Its creator Maurice Drake recalls the moment inspiration struck. “After weeks of searching for a new campaign theme, the answer came in a London pub. I still find it incredible that over 40 years later, the seemingly timeless Beanz Meanz Heinz slogan continues to have relevance and brand power, still appealing to different generations in an ever-changing world.”

How true! In a storm-tossed world, when the old certainties are crumbling and the future is a land we fear to tread, the baked bean stands firm and inviolate, an enduring symbol of nationhood. A Britain without baked beans would be a strange and desolate country, like the Costa del Sol without fish and chips or the Russian steppes without wolf-ravaged peasants.

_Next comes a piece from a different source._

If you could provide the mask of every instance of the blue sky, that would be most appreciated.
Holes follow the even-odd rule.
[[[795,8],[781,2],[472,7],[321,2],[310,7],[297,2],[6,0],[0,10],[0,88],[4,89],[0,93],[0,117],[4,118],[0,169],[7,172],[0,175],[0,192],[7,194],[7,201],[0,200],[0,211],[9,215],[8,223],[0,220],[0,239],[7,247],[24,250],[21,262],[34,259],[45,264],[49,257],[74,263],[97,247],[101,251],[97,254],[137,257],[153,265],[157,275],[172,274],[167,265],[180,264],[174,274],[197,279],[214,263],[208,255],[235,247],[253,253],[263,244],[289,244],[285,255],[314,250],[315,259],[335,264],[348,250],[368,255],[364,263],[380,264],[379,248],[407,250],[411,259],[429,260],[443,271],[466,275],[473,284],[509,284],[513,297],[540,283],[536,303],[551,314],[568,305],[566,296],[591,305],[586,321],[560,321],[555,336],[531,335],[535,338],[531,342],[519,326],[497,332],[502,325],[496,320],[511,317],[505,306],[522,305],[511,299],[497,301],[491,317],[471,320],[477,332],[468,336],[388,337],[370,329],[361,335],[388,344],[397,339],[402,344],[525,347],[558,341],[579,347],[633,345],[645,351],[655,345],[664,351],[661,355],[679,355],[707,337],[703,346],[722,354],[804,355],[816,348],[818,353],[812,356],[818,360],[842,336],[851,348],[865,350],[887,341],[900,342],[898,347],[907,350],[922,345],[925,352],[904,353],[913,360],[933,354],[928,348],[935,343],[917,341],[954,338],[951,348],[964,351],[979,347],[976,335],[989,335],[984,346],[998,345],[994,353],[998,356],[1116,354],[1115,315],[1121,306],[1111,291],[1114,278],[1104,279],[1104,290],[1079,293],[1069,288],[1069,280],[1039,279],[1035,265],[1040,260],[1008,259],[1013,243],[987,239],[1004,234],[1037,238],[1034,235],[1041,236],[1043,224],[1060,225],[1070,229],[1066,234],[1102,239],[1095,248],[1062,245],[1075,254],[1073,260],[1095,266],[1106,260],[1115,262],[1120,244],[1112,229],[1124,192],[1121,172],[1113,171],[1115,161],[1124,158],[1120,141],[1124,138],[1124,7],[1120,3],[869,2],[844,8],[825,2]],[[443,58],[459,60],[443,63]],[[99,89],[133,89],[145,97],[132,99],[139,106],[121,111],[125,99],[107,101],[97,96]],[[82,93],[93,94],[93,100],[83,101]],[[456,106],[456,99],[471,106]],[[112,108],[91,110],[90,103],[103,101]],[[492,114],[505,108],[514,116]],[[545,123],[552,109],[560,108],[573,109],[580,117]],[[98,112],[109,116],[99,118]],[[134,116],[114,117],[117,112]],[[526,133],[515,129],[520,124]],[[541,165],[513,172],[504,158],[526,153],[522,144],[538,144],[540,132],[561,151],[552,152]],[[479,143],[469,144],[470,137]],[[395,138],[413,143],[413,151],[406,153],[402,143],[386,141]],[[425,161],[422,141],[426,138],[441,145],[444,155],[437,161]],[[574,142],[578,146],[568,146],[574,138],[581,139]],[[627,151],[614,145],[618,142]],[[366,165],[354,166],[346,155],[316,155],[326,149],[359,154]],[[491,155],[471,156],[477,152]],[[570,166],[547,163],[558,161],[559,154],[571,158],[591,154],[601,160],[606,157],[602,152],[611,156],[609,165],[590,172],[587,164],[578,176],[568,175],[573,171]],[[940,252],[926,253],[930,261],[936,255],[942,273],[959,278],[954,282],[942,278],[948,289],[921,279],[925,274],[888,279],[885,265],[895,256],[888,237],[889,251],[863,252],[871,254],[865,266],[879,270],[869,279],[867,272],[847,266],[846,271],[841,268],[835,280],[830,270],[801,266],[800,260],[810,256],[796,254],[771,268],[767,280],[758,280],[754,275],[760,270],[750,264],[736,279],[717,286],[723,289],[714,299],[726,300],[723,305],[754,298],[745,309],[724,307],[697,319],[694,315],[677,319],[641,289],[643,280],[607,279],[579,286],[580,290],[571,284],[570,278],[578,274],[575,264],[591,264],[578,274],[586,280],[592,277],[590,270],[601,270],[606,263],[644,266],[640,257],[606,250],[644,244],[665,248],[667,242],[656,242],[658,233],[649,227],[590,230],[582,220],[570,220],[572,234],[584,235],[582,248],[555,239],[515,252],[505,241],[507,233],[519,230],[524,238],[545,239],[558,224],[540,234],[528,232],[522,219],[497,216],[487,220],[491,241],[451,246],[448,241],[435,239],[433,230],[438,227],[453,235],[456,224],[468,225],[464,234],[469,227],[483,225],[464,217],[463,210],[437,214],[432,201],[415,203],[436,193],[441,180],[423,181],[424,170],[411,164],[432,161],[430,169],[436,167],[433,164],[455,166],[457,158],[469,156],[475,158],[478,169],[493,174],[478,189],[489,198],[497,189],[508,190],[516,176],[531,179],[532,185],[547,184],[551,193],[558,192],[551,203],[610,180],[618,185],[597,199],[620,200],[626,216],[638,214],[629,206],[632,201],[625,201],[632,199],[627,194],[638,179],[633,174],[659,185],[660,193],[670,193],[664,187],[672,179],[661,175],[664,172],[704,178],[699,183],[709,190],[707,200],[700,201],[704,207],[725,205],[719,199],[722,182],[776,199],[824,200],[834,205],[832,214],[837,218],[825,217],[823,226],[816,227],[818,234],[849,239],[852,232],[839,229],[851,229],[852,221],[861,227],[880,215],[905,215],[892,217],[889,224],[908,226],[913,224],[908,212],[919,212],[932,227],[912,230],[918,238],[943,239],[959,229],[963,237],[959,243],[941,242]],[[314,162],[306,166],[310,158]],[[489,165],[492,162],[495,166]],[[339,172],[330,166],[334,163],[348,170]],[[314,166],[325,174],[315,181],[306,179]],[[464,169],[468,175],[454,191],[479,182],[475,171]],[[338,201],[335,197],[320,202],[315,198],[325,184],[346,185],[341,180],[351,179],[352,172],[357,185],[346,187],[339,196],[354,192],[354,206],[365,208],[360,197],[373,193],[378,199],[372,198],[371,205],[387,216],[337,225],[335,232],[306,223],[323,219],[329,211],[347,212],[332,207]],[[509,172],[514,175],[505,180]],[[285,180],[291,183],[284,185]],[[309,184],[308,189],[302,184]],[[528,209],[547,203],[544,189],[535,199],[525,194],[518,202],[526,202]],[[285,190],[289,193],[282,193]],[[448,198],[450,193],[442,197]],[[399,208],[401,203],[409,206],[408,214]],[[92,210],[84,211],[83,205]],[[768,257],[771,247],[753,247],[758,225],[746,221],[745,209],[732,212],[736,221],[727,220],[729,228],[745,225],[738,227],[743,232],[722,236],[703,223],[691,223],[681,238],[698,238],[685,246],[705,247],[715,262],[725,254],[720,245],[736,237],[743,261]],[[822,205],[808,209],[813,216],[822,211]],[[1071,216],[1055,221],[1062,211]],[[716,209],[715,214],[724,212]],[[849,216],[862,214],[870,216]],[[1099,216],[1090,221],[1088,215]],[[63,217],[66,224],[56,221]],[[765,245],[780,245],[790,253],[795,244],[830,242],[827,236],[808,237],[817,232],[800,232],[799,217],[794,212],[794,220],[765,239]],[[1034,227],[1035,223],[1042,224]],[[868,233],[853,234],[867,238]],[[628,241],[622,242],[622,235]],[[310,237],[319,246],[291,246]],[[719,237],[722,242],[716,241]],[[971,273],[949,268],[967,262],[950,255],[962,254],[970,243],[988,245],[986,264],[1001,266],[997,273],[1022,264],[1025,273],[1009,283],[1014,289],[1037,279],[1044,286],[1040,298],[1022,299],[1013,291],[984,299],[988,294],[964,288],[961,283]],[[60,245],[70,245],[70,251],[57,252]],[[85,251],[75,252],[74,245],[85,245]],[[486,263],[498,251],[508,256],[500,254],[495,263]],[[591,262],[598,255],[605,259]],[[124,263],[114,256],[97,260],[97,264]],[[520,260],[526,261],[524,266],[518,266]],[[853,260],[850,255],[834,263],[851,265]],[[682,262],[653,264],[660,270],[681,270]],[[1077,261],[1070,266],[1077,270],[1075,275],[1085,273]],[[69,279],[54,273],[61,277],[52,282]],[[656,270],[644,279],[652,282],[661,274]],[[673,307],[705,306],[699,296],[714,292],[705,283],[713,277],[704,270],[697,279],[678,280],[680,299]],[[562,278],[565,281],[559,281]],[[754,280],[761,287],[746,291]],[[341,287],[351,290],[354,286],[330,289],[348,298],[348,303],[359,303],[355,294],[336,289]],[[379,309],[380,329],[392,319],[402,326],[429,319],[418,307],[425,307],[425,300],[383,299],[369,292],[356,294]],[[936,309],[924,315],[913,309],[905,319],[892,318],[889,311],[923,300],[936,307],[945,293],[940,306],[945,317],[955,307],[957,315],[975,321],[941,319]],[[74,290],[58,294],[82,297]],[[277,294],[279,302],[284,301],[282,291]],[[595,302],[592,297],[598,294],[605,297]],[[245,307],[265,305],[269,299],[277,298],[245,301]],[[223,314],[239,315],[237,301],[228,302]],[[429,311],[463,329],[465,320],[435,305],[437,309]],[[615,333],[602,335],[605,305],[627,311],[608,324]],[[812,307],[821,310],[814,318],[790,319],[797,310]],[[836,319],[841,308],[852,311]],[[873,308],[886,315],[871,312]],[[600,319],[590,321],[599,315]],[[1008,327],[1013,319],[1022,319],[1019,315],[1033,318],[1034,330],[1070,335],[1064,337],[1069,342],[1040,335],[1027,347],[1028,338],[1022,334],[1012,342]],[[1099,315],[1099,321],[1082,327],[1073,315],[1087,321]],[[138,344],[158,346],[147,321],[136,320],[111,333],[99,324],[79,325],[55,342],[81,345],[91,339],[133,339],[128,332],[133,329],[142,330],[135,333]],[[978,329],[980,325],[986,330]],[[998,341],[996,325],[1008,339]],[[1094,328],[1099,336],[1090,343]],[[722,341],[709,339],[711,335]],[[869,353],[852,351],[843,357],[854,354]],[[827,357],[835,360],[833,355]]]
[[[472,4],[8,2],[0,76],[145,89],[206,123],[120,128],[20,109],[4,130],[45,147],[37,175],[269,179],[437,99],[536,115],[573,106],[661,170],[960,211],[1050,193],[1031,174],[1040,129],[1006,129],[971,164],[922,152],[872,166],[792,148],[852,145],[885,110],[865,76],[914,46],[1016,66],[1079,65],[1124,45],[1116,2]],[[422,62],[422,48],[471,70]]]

While the revival of Beanz Meanz Heinz is as welcome as it is refreshing, as with all things nostalgic it prompts a wistful pang of regret and loss. Would it not be wonderful to be able to revive “Guinness is Good for You” or the wordier slogan of the rival Mackeson, “It looks good, it tastes good and, by golly, it does you good”.

It would be pleasing to revive them, not just for old times’ sake but also because they were happily free of the contemporary baggage of political correctness, health fanaticism, and general priggishness. Since Guinness contains alcohol, a substance rapidly becoming as reviled in the eyes of the righteous as tobacco, it cannot possibly do anyone any good. The old Mackeson slogan is doubly offensive; not only does it make an erroneous claim to be healthy it also includes “golly”, a term from which all right-thinking people ie, those fully versed in the rotes of equality and diversity, must recoil in horror.

Sad to say, the Beanz slogan, while undoubtedly old, comes with a wearisome hint of the new.

John Alderman, marketing manager at Heinz, says: “Heinz Beanz has been successfully nourishing generations of growing families in both good and bad times for over 100 years.

“As the No.1 baked beans brand, Beanz truly does mean Heinz and with the multitude of nutritional benefits in every can of Heinz Beanz: virtually fat free, packed with fibre, low in sugar as well as being one of your five- a day, you can always rely on the nourishing value of Heinz Beanz for meals the whole family love.”

While admiring his skill in mentioning the product with every breath, one cannot but lament the obeisance to the health fascists. When Maurice Drake dreamt up his slogan in that pub all those years ago, it was enough that beans were tasty and enjoyable and, quite incidentally, good for you.

In that halycon age no one worried about sugar, fibre or fat, and five-a-day, if it meant anything, denoted a moderate cigarette habit. Will it ever come back? In your dreamz.